宋相思的臉色終於變了,她咬了咬下唇,眼神裏閃過一絲陰狠,但很快又恢複了那副溫柔的模樣。

她輕笑一聲,聲音裏帶著幾分挑釁:“你說得對,我是小三,可那又怎麽樣?現在站在他身邊的人是我,而你,隻能躺在這裏,眼睜睜看著一切屬於你的東西,一點一點變成我的。你現在不過是個廢人,連站都站不起來,還有什麽資格跟我爭?”

宋相思看著她淒慘的模樣,嘴角得意的笑意都要快摁不住了。

宋相思站起來走到黎青蘿的身邊,抬手就要打向黎青蘿。

但黎青蘿卻像是早已預料到似的,她猛地直接抓住了宋相思的胳膊。

“放開我!”宋相思惱羞成怒,用力掙紮著。

“宋相思,你敢動我試試。”黎青蘿眯著眸子,眼底寒光乍現:“你敢動我,就該知道後果,哪怕我現在是個殘廢。”

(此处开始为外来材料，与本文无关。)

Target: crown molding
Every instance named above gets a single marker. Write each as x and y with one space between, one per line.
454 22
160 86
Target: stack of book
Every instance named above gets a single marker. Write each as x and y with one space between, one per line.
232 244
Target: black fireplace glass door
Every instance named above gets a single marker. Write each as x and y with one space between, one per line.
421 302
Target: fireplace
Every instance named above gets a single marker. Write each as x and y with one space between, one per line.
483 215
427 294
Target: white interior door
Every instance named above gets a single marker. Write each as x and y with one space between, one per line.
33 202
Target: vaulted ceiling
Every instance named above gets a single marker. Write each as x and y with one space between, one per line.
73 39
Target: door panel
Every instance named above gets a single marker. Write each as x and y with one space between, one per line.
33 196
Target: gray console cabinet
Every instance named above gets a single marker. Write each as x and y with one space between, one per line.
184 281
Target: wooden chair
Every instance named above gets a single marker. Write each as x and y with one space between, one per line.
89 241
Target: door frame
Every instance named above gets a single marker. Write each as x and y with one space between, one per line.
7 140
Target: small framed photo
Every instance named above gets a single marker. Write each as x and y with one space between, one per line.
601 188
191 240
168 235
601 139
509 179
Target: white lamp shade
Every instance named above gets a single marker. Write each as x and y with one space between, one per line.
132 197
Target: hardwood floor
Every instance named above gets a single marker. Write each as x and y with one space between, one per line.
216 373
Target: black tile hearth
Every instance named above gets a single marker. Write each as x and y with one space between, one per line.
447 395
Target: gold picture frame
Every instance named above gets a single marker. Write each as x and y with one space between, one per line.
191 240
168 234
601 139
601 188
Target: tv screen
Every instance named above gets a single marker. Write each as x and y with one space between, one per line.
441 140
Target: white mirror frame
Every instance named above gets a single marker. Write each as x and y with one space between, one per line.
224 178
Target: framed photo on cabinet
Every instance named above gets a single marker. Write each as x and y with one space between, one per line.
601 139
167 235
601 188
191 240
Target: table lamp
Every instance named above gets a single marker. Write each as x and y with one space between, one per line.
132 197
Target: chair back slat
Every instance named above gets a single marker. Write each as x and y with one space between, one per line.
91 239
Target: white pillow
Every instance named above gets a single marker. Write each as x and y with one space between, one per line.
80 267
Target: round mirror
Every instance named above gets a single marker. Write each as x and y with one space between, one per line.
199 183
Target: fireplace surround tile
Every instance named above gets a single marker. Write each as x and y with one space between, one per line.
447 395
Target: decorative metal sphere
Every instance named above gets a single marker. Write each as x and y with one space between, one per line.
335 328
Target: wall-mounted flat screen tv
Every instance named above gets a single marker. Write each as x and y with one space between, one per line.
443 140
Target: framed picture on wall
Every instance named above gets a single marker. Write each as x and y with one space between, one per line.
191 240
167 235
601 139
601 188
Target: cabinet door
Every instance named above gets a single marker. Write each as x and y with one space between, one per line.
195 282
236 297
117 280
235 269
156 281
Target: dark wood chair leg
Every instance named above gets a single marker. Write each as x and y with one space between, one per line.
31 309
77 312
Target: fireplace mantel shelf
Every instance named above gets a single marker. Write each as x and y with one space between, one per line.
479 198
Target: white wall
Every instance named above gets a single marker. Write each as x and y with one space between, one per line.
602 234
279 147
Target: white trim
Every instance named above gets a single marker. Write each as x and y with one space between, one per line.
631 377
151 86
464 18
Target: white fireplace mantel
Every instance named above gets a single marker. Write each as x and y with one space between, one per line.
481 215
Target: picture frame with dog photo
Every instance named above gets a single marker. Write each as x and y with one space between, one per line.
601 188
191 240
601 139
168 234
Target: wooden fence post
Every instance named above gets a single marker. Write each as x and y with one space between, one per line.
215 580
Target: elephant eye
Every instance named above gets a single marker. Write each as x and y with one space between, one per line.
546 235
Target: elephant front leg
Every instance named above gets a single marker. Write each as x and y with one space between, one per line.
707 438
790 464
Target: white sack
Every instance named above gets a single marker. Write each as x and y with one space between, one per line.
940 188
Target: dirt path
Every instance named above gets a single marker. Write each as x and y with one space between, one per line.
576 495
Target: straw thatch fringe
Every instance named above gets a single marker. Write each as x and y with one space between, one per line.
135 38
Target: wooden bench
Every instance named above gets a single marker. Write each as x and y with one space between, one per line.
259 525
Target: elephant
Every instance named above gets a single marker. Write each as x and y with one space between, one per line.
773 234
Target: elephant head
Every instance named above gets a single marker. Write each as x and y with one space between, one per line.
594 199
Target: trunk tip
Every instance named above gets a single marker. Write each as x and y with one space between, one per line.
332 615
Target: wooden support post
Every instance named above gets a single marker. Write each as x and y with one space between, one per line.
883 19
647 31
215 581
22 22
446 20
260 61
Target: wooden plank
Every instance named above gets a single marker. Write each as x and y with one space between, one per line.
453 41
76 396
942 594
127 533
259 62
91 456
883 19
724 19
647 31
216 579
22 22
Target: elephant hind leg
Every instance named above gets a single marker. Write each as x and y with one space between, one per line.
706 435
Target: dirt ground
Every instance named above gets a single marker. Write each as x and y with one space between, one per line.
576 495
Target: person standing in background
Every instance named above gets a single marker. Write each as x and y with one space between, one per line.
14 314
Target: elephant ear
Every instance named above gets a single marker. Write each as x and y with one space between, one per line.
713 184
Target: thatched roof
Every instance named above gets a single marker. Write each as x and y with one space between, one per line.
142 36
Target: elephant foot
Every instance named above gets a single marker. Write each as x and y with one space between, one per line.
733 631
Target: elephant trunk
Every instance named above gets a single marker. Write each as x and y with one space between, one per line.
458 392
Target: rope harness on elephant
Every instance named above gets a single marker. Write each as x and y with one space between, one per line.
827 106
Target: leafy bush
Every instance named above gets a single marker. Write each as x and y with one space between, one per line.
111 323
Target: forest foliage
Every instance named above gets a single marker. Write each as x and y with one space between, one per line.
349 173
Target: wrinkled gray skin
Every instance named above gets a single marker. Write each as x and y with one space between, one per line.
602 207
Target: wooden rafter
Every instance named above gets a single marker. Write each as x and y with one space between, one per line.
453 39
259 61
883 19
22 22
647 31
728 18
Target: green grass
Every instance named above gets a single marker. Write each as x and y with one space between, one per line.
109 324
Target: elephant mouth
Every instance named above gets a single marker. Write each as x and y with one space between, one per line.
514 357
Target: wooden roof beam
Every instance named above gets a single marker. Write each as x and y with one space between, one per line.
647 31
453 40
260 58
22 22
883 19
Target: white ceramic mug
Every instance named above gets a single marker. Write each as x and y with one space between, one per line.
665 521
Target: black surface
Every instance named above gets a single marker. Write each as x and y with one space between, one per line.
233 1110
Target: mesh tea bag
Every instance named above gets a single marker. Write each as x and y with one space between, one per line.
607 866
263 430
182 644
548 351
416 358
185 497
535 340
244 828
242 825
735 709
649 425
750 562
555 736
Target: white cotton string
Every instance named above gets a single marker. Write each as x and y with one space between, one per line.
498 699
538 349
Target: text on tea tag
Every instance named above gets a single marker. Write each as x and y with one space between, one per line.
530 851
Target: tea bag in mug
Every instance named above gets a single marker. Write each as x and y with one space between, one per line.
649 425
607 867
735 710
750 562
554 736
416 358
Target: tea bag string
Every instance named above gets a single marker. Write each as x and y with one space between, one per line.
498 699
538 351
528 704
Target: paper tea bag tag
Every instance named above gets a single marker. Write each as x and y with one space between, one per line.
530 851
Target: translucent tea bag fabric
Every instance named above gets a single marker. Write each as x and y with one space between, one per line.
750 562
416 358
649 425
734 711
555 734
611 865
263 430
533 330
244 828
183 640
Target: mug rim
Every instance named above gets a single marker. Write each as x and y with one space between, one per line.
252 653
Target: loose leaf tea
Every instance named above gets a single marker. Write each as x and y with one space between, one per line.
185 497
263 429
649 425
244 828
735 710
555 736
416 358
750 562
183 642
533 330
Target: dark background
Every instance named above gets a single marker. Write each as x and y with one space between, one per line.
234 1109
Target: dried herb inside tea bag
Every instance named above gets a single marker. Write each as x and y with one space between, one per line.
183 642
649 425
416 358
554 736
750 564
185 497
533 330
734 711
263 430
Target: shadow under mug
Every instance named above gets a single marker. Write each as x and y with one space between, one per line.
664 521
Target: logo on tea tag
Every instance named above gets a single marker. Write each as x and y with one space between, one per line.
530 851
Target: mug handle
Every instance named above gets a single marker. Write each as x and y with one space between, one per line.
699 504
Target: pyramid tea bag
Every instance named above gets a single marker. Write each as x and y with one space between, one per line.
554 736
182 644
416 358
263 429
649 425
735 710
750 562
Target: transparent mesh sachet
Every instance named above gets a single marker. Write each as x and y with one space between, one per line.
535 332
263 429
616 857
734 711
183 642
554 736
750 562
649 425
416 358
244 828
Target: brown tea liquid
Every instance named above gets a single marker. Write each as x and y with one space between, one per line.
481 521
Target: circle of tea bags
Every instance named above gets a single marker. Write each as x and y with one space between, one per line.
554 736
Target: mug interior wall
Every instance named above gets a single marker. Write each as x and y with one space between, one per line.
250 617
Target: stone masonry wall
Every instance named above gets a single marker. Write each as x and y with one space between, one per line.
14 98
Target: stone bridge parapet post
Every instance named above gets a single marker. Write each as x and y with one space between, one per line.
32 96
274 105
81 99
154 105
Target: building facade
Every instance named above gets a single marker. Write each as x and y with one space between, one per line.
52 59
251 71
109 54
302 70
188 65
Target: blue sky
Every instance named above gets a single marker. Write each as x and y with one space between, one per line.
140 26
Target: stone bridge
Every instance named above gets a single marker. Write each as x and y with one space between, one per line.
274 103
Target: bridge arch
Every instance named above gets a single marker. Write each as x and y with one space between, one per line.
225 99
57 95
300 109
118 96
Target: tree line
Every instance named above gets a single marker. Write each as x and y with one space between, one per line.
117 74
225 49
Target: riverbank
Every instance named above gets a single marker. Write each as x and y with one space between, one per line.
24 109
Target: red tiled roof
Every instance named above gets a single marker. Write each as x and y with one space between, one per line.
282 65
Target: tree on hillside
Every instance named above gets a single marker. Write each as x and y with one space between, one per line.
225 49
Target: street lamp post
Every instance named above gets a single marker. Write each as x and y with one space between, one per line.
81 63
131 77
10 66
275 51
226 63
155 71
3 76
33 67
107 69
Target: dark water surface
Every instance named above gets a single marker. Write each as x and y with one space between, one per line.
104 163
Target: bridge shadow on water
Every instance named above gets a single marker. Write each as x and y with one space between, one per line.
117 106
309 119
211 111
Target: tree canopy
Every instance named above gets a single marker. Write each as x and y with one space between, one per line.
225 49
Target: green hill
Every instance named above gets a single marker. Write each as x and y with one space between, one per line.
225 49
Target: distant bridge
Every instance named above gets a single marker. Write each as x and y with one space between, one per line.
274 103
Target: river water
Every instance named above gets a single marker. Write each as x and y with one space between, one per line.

宋相思被嚇了一跳,她心中暗恨,嘴硬:“你能拿我怎麽樣?黎青蘿,你現在不過就是條喪家犬罷了,你還能把我怎麽樣!”

“啪!”

黎青蘿揚手給了宋相思狠狠一巴掌。

宋相思愣怔了片刻才反應過來,她捂著臉頰,難以置信:“黎青蘿,你……你居然敢打我?”

“我不止敢打你,我還敢廢了你。”黎青蘿怒火中燒,她恨不得再甩宋相思一個大嘴巴子。

她的囂張狂妄,在宋相思看來,就是狗仗人勢!

“你……你敢?”宋相思聲音顫抖。

這個女人,不過一個殘廢,她何須害怕。

就算今日在這裏悶死黎青蘿,就算雲琛知道了,他也隻能幫她隱瞞事情真相。

宋相思很有自信。

“嗬嗬,你覺得我敢不敢?”黎青蘿勾唇,笑容森冷:“宋相思,你最好祈禱不要惹惱我,否則的話,你會死得很慘,怎麽?你覺得我現在雙腿廢了,就敢將我踩在腳下了?宋相思,除非你想被人知道你的秘密。”

黎青蘿唇角微微一勾,她的眼神過於幽深,好似看到了宋相思的心裏去,心虛的宋相思神色慌張,可是她根本不相信黎青蘿,怎會知道她的秘密。